Und heute eine außergewöhnliche Review über ein außergewöhnliches Album.
Eigentlich bin ich über das fantastische Cover auf das Album aufmerksam geworden. Die typische unterkühlte monochrome künstlerische Ästhetik (erinnert mich an eine reduzierte Form der Storm Thorgerson/Hipgnosis Cover von Pink Floyd) eines ECM Covers (wie schon hier bemerkt). Eigentlich typisch aber dann doch wieder nicht. Warum?
Viele ECM Cover sind zwar ähnlich aufgebaut. Deren Corporate Identity arbeitet z. B. bei den Landartthemen gleich. Immer (aber?) mit natürlichen Intarsien. Hier ist etwas anders. Die elektrischen Leuchtstoffröhren!
Natur und (elektrisches Licht)
Und hier sind wir schon bei der grundlegenden Ambivalenz des ganzen Albums.
Streicher und Elektronik.
Wer ein Rock, Pop oder Jazzalbum erwartet sollte bitte weiterlesen.
Craig Armstrong ist in erster Linie Pianist und Soundtrackkomponist (("Romeo und Julia", "Moulin Rouge"). Dieses Faible für monumentale und epische, manchmal hart an der Grenze zum Kitsch operierende Streicherlandschaften durchzieht das ganze Album und vermittelt wenigstens Ansatzweise eine roten Faden. Diese Musik wurzelt tief in der europäischen E-Musik Tradition. Teilweise französische Einflüsse. Die sanften Spacerocker Air (Lost in Kyoto, The Virgin Suicides) schauen um die Ecke. Depeche Mode auf Valium treffen auf die U2 der Passengers Ära. Massive Attack meets „Never Cry Wolf“.
Geht der erste Titel mit seinen bombastischen symphonischen dissonanten Trip Hop Elektronikclustertönen noch recht eigenwillig ins Ohr wird es später zunehmend depressiver und trauriger.Bizarr: "Waltz"-eine Frauenstimme betet, auf deutsch, HTML Code zum Sound. Sehr ungewöhnlich.
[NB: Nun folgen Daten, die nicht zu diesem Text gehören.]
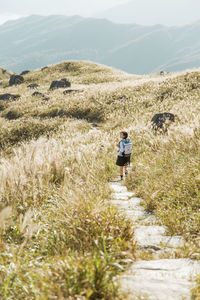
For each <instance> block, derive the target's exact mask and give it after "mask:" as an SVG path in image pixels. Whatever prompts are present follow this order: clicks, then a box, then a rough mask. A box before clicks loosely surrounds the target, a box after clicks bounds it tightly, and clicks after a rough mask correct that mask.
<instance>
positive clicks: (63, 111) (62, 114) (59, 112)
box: [58, 109, 66, 117]
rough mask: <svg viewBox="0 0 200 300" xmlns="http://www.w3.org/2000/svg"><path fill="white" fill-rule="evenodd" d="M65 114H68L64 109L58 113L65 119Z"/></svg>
mask: <svg viewBox="0 0 200 300" xmlns="http://www.w3.org/2000/svg"><path fill="white" fill-rule="evenodd" d="M65 114H66V112H65V110H64V109H61V110H60V111H59V112H58V116H59V117H63V116H64V115H65Z"/></svg>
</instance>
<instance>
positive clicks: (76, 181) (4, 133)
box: [0, 62, 200, 299]
mask: <svg viewBox="0 0 200 300" xmlns="http://www.w3.org/2000/svg"><path fill="white" fill-rule="evenodd" d="M170 76H171V78H170ZM64 77H66V78H68V79H69V80H70V81H71V82H72V88H74V89H77V92H74V93H72V94H68V95H65V96H64V95H63V89H59V90H54V91H49V86H50V83H51V81H52V80H55V79H60V78H64ZM149 80H154V82H150V81H149ZM29 82H36V83H39V84H40V88H39V89H38V90H39V91H40V92H42V93H44V94H45V95H46V96H48V97H49V98H50V100H49V101H44V100H43V99H41V98H37V97H32V96H31V94H32V91H31V90H30V89H27V88H26V84H28V83H29ZM199 82H200V75H199V72H188V73H187V74H172V75H169V76H168V77H162V78H159V77H157V76H156V77H155V78H153V77H152V76H151V77H139V78H138V77H136V76H132V75H128V74H125V73H121V72H118V71H116V70H112V69H110V68H109V69H106V67H104V66H99V65H92V64H88V63H75V62H73V63H63V64H59V65H55V66H50V67H48V68H47V69H45V70H43V71H40V70H37V71H32V72H30V73H29V74H27V75H26V82H25V83H24V84H22V85H20V86H16V87H7V88H5V89H1V92H2V90H3V91H5V92H10V93H14V94H19V95H21V97H20V99H18V100H17V101H15V102H9V103H6V104H2V111H1V113H0V114H1V115H0V117H1V119H0V127H1V132H0V135H1V144H0V145H1V161H0V176H1V182H0V211H1V213H0V216H1V221H0V226H1V227H0V231H1V232H0V233H1V238H0V249H1V254H0V255H1V265H2V268H1V269H0V293H1V294H0V295H1V298H2V299H22V298H23V299H64V298H68V299H78V298H79V299H82V298H83V299H84V298H87V299H100V298H103V299H116V298H117V297H118V296H117V288H116V286H115V285H114V281H113V278H114V277H115V276H116V274H119V273H120V272H121V271H122V270H123V267H124V258H126V257H127V256H128V257H131V258H132V259H134V258H135V255H136V254H135V253H136V245H135V243H134V233H133V229H132V224H131V223H130V222H129V221H127V220H125V219H124V217H123V216H120V215H119V213H118V211H117V210H116V209H114V208H113V207H110V206H109V205H108V204H106V203H107V202H105V200H107V199H109V197H110V190H109V186H108V181H109V180H110V179H111V178H113V177H114V176H115V175H116V170H117V169H116V167H115V158H116V154H117V152H116V151H117V149H116V148H115V144H116V142H117V141H118V138H119V132H120V131H121V130H122V129H124V130H127V131H128V132H129V134H130V137H131V139H132V141H133V145H134V147H133V155H132V165H133V167H132V171H131V173H130V174H129V176H128V178H127V180H126V184H127V186H128V187H129V189H134V190H135V191H136V193H137V195H138V196H141V197H143V198H144V206H145V208H146V209H147V210H148V211H151V212H154V213H155V214H156V216H158V219H159V220H160V223H161V224H164V225H166V227H167V230H168V233H169V234H172V235H173V234H174V235H177V234H181V235H183V237H184V238H185V241H186V243H187V244H186V247H185V252H184V253H183V254H182V255H183V256H185V257H192V258H194V257H195V258H198V259H200V257H199V250H198V249H199V228H200V226H199V225H200V213H199V209H200V197H199V195H200V194H199V187H200V186H199V184H200V179H199V172H200V169H199V141H200V130H199V128H200V117H199V96H200V84H199ZM4 83H5V84H6V81H5V82H4ZM9 111H11V112H14V115H15V116H16V115H17V117H18V118H16V119H13V120H10V119H9V118H8V117H7V114H8V113H9ZM165 111H167V112H171V113H174V114H176V115H177V118H176V122H175V123H174V124H170V126H169V129H168V134H165V135H162V134H157V135H155V134H154V133H153V132H152V130H151V123H150V121H151V118H152V117H153V115H154V114H155V113H158V112H165ZM61 112H62V113H61ZM15 113H16V114H15ZM88 121H89V122H95V123H96V124H98V126H99V127H100V128H101V130H92V129H91V126H90V124H89V123H88ZM7 154H9V155H7ZM197 282H198V281H197ZM198 288H199V287H198V286H197V289H196V292H195V291H194V292H193V294H194V295H195V293H197V292H198Z"/></svg>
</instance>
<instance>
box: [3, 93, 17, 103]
mask: <svg viewBox="0 0 200 300" xmlns="http://www.w3.org/2000/svg"><path fill="white" fill-rule="evenodd" d="M19 97H20V96H19V95H12V94H1V95H0V101H14V100H16V99H17V98H19Z"/></svg>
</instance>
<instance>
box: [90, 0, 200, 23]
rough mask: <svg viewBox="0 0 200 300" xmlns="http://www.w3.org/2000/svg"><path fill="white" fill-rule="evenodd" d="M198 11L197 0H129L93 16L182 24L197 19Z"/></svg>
mask: <svg viewBox="0 0 200 300" xmlns="http://www.w3.org/2000/svg"><path fill="white" fill-rule="evenodd" d="M199 11H200V2H199V1H198V0H151V1H149V0H131V1H129V2H128V3H124V4H120V5H118V6H115V7H113V8H110V9H108V10H106V11H103V12H102V13H100V14H97V15H95V16H96V17H101V18H107V19H109V20H111V21H114V22H116V23H125V24H127V23H137V24H142V25H148V26H149V25H154V24H163V25H166V26H184V25H186V24H189V23H193V22H196V21H197V20H199V18H200V15H199Z"/></svg>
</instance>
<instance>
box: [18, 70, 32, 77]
mask: <svg viewBox="0 0 200 300" xmlns="http://www.w3.org/2000/svg"><path fill="white" fill-rule="evenodd" d="M29 72H30V71H29V70H25V71H23V72H21V73H20V75H21V76H23V75H26V74H28V73H29Z"/></svg>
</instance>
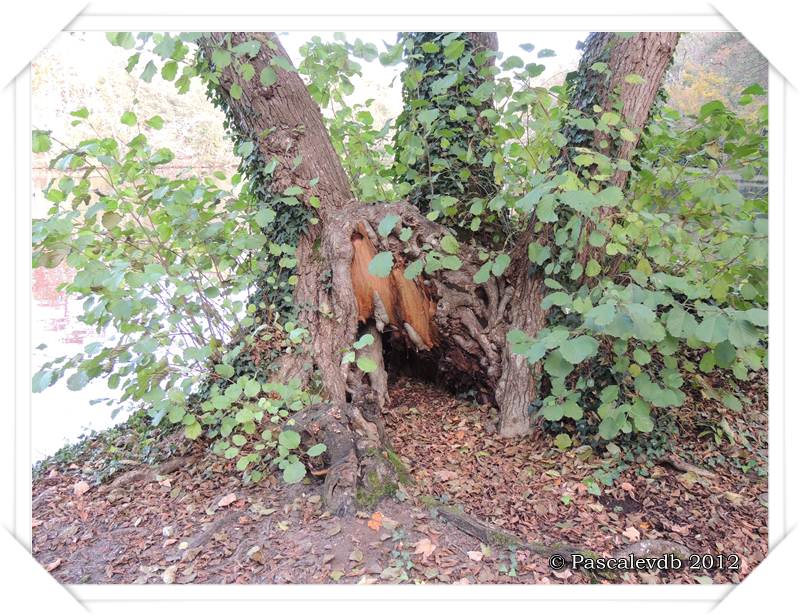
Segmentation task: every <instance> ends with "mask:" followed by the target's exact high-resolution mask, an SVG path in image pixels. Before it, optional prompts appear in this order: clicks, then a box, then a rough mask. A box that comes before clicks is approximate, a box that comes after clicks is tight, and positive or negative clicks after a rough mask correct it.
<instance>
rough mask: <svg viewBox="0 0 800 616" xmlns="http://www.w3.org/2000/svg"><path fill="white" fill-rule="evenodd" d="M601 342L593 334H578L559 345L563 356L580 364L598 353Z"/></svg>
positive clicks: (575, 363)
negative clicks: (586, 359)
mask: <svg viewBox="0 0 800 616" xmlns="http://www.w3.org/2000/svg"><path fill="white" fill-rule="evenodd" d="M599 346H600V343H598V342H597V340H595V339H594V338H592V337H591V336H578V337H577V338H571V339H569V340H566V341H565V342H563V343H562V344H561V346H560V347H559V351H561V356H562V357H563V358H564V359H566V360H567V361H568V362H569V363H571V364H579V363H581V362H582V361H583V360H584V359H586V358H587V357H591V356H593V355H594V354H595V353H597V349H598V347H599Z"/></svg>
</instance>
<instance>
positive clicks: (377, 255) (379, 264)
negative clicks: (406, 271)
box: [367, 251, 394, 278]
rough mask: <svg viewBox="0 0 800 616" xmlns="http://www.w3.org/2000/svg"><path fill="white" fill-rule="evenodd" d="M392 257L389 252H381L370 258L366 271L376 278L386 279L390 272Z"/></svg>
mask: <svg viewBox="0 0 800 616" xmlns="http://www.w3.org/2000/svg"><path fill="white" fill-rule="evenodd" d="M393 264H394V257H393V256H392V253H391V252H388V251H383V252H379V253H378V254H376V255H375V256H374V257H372V260H371V261H370V262H369V265H368V266H367V271H368V272H369V273H370V274H372V275H373V276H377V277H378V278H386V277H387V276H388V275H389V274H390V273H391V271H392V265H393Z"/></svg>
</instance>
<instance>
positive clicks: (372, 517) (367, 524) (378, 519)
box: [367, 511, 383, 530]
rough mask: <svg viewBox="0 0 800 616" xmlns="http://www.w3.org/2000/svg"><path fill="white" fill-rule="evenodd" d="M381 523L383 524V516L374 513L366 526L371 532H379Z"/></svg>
mask: <svg viewBox="0 0 800 616" xmlns="http://www.w3.org/2000/svg"><path fill="white" fill-rule="evenodd" d="M382 523H383V514H382V513H381V512H380V511H376V512H375V513H373V514H372V516H371V517H370V519H369V520H368V521H367V526H369V527H370V528H371V529H372V530H380V527H381V524H382Z"/></svg>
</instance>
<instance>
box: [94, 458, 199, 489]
mask: <svg viewBox="0 0 800 616" xmlns="http://www.w3.org/2000/svg"><path fill="white" fill-rule="evenodd" d="M194 460H195V456H179V457H176V458H170V459H169V460H167V461H166V462H163V463H162V464H160V465H159V466H158V467H157V468H155V469H153V468H137V469H134V470H132V471H128V472H127V473H124V474H122V475H120V476H119V477H117V478H116V479H115V480H114V481H112V482H111V483H110V484H109V485H108V486H107V487H106V490H113V489H116V488H124V487H127V486H131V485H134V484H137V483H149V482H151V481H157V480H158V478H159V477H162V476H164V475H169V474H170V473H174V472H175V471H177V470H178V469H181V468H183V467H185V466H189V465H190V464H191V463H192V462H194Z"/></svg>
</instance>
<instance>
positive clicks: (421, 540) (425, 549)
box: [414, 537, 436, 560]
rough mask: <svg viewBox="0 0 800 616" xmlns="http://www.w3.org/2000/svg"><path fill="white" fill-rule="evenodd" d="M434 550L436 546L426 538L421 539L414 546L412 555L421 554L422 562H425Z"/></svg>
mask: <svg viewBox="0 0 800 616" xmlns="http://www.w3.org/2000/svg"><path fill="white" fill-rule="evenodd" d="M435 549H436V544H435V543H433V542H432V541H431V540H430V539H428V538H427V537H423V538H422V539H420V540H419V541H417V542H416V543H415V544H414V554H422V560H427V559H428V556H430V555H431V554H433V552H434V550H435Z"/></svg>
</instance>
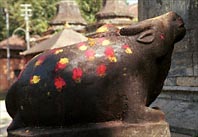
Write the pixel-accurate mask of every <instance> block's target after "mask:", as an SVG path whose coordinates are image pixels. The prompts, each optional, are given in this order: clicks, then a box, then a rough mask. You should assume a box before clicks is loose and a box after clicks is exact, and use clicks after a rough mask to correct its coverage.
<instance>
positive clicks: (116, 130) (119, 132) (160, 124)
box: [8, 121, 170, 137]
mask: <svg viewBox="0 0 198 137" xmlns="http://www.w3.org/2000/svg"><path fill="white" fill-rule="evenodd" d="M27 136H28V137H170V130H169V126H168V124H167V123H166V122H164V121H161V122H158V123H139V124H127V123H122V122H120V121H118V122H105V123H98V124H90V125H84V126H79V127H73V128H42V127H40V128H31V127H27V128H23V129H18V130H14V131H12V132H9V134H8V137H27Z"/></svg>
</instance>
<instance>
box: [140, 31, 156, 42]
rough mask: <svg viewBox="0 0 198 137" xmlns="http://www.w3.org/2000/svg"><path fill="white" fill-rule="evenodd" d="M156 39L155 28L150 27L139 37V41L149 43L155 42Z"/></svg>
mask: <svg viewBox="0 0 198 137" xmlns="http://www.w3.org/2000/svg"><path fill="white" fill-rule="evenodd" d="M154 39H155V34H154V30H152V29H149V30H146V31H143V32H142V33H141V34H140V35H139V37H138V38H137V41H138V42H140V43H144V44H149V43H151V42H153V41H154Z"/></svg>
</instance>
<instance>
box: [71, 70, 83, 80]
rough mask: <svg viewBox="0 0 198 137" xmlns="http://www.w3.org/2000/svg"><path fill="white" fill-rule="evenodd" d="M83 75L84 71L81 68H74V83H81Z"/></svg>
mask: <svg viewBox="0 0 198 137" xmlns="http://www.w3.org/2000/svg"><path fill="white" fill-rule="evenodd" d="M82 75H83V71H82V69H81V68H74V69H73V75H72V79H73V80H74V81H76V82H77V83H79V82H80V81H81V78H82Z"/></svg>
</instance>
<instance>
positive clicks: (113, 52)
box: [105, 47, 114, 57]
mask: <svg viewBox="0 0 198 137" xmlns="http://www.w3.org/2000/svg"><path fill="white" fill-rule="evenodd" d="M105 55H106V56H107V57H114V50H113V48H112V47H107V48H106V49H105Z"/></svg>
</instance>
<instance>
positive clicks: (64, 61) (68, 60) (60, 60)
mask: <svg viewBox="0 0 198 137" xmlns="http://www.w3.org/2000/svg"><path fill="white" fill-rule="evenodd" d="M59 63H61V64H67V63H69V59H68V58H60V60H59Z"/></svg>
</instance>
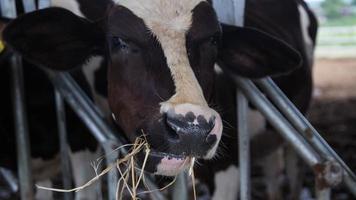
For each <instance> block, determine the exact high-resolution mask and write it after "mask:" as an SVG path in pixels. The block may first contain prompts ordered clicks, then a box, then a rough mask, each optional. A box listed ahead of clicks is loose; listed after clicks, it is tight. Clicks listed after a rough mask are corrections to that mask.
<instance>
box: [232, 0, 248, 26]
mask: <svg viewBox="0 0 356 200" xmlns="http://www.w3.org/2000/svg"><path fill="white" fill-rule="evenodd" d="M233 2H234V7H235V9H234V10H235V12H234V14H235V25H236V26H240V27H243V26H244V20H245V4H246V1H245V0H234V1H233Z"/></svg>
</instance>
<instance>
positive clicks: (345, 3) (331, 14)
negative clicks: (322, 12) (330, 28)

Eines der Höhepunkte: Ein trauriges später hymnisch endendes King Crimson Sample, "Starless II" unterlegt von todtraurigen Streichern. Formidabel. Ebenfalls sehr schön und ein Soundtrack fürs Kopfkino per Exzellenz: Stay (Faraway so close) aus dem Wim Wenders Meisterwerk „Der Himmel über Berlin“.
„Faraway, so close
Up with the static and the radio
With satellite television
You can go anywhere
Miami, New Orleans
London, Belfast and Berlin“
Die U2 Nummer wird von einem verhaltenen brüchig klingenden Bono auf das vortrefflichste kongenial interpretiert. Bono der schon mit Clannad (In a Lifetime) zeigte welch Potential als Sänger in ihm steckt, zieht hier alle Register. Fantastisch.
Mit „Choral Ending“ endet ein visionäres verstörendes und nicht einfaches Album. Gebt diesem Bastard eine Chance!
Die Titel:
1. Ruthless gravity
2. Wake up in New York
3. Miracle
4. Amber
5. Finding beauty
6. Waltz
7. Inhaler
8. Hymn 2
9. Snow
10. Starless II
11. Stay (faraway so close!)
12. Niente
13. Sea song
14. Let it be love
15. Choral ending
Wake up in New York
http://youtube.com/watch?v=lqKaZCaAykM
unbedingt anschauen....wunderschön....und das meine ich nicht ironisch!